The first company to produce an MR-guided system was Insightec with the Exablate. Kobi Vortman worked with Ferenc Jolesz at Brigham and Women’s Hospital in Boston (pictured at right) to develop the system that slots into the bore of the magnet. The system initially worked mainly with GE magnets but is now compatible with other magnets.
Another MR-guided focused ultrasound system, the Sonalleve, was originally developed by Philips but has been sold to Profound Medical. This is the one that we have at the Royal Marsden Hospital in Sutton. Thomas Andreae helped us get it going with people from the Focused Ultrasound Foundation. Nandita deSouza is the clinician who helped us do all of our clinical trials.

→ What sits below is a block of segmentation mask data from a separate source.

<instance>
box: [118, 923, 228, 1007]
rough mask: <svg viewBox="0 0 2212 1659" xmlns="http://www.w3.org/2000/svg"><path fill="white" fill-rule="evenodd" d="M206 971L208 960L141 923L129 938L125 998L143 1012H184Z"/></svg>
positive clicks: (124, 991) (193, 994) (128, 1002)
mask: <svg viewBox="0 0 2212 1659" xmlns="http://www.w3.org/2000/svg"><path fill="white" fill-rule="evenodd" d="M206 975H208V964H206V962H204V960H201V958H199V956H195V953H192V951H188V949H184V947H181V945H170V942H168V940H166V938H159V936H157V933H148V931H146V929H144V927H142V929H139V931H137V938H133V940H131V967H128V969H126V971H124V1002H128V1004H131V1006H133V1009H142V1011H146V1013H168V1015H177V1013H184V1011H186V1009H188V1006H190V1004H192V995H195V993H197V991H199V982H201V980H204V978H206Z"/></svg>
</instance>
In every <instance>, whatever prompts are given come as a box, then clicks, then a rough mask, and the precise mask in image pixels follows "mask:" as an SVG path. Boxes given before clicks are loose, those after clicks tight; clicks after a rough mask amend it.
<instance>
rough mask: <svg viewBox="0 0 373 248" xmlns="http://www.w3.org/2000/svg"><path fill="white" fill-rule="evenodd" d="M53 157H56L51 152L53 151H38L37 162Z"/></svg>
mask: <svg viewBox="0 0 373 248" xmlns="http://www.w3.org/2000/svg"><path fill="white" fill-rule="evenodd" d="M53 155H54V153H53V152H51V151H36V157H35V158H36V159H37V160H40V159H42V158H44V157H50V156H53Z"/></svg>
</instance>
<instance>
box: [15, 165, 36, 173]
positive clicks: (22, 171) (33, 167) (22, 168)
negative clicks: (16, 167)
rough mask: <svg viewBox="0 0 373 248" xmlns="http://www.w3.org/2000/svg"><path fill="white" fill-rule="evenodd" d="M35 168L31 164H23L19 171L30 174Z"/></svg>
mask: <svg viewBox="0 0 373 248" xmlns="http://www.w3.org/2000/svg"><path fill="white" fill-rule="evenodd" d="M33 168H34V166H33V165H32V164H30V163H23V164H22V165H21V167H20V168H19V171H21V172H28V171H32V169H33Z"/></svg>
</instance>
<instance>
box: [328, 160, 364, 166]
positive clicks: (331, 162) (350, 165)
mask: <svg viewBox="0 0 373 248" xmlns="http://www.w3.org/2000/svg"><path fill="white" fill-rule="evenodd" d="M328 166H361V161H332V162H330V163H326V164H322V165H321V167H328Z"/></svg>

The most HIFU clinical experience to date is in treating the prostate, and most treatments are performed under ultrasound guidance, although MR guidance is also now available. The two companies that launched prostate HIFU are EDAP Technomed, which produced the Ablatherm device – and now also the Focal One device – and Focused Surgery, which became SonaCare Medical and produced the Sonablate device. Emmanuel Blanc and Jean-Yves Chapelon from EDAP have provided images to show how the Ablatherm device developed from 1993 to 1995. The therapy and imaging transducers were originally separate. The number of prostate treatments has substantially risen over the years, up to 30,000 treatments by 2012. Comparing the early Ablatherm device to the current Focal One device shows a more sophisticated version of the same thing. What has changed the most is the imaging and the display – in the user interface. Sonacare’s Sonablate system – and I’m grateful to Naren Sanghvi for these slides – was, again, a similar, smaller device that was first developed for treating benign prostate hyperplasia in 1992 and for treating prostate carcinoma in 1995.
Professor Michael Marberger in Vienna was one of the clinical pioneers for treating prostate cancer. Professor Marberger and Dr. Donahue conducted their clinical studies with the Sonablate system. The current system looks much more sophisticated and professional, but it’s not that different, really. It is the imaging processing that’s changed.
There are now two MR-guided systems for prostate. The TULSA system from Profound Medical uses a transurethral rather than transrectal approach. Insightec’s Exablate prostate system is an MR-guided transrectal device.
Where are we now? The current status of HIFU is incredibly different from that in the 1950s. The marjority of treatments – 40% of them – have been for uterine fibroids, which is something I decided not to discuss today. There is now a wide range of applications for HIFU.
I’ll conclude by thanking pioneers from the past, present, and future. I have shown some of the photographs I found in my archives of people — from Bill Fry and Guy Vallancien to the present day. I particularly like this photo of the first three presidents of ISTU (Larry Crum, Kullervo Hynynen, and myself), which I have captioned “See No Evil, Say No Evil, Hear No Evil.”
Thank you very much.
*All images reproduced in this article are were sourced from Professor Gail ter Haar’s webinar on December 10, 2020, entitled “History of Focused Ultrasound” and presented as part of the International Society for Therapeutic Ultrasound’s “ISTU On-Air” Series. Many images are sourced individually in the presentation, which is available here.